For example, what is the request being sent? Simply saying that index.php is doing something is not enough information to be able to troubleshoot the problem.“
The response, from tech support “guru” number 2, came an hour later and was less than satisfactory:
“(…) the file index.php is the first file that is loaded when a visitor opens the home page of your website.“
Really? Not only was this not an answer to my question, but it was a clear assumption that I had no idea what I was doing. I was getting quite annoyed at this point and responded:
“I know what the index.php file is and what it does. I’m asking what it is the file is trying to do on the server. If you are telling me that the reason for the takedown is that the site is being requested from outside at a high rate I’m going to respond that that’s what’s known as a DDoS attack. Which you already know.
What I need to know is whether there is something on my end that is causing this or if it’s someone on the outside.

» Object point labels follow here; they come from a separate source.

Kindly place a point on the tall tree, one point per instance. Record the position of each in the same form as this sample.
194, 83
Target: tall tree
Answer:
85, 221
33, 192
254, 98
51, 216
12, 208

Seeing as I did not make any changes to the site yesterday when the spike started there is good evidence to suggest this is not related to the site itself but rather someone on the outside. That is further supported by the fact that when the site is down you don’t have the same server load issues.
So, if it is true that my site is being targeted by a DDoS attack it is uncalled for of your service to blame me and ask me to fix it. If on the other hand you are sitting on info that shows this issue is caused by something on my end you need to provide me with that info so I can troubleshoot the issue. Telling me to deactivate plugins I obviously don’t have on my site is not helpful. Telling me exactly what is causing this server load on the other hand would be.“
Two hours later tech support “guru” number 3 sends me this response:
“During my investigation I found that the most executed script on your account is index.php.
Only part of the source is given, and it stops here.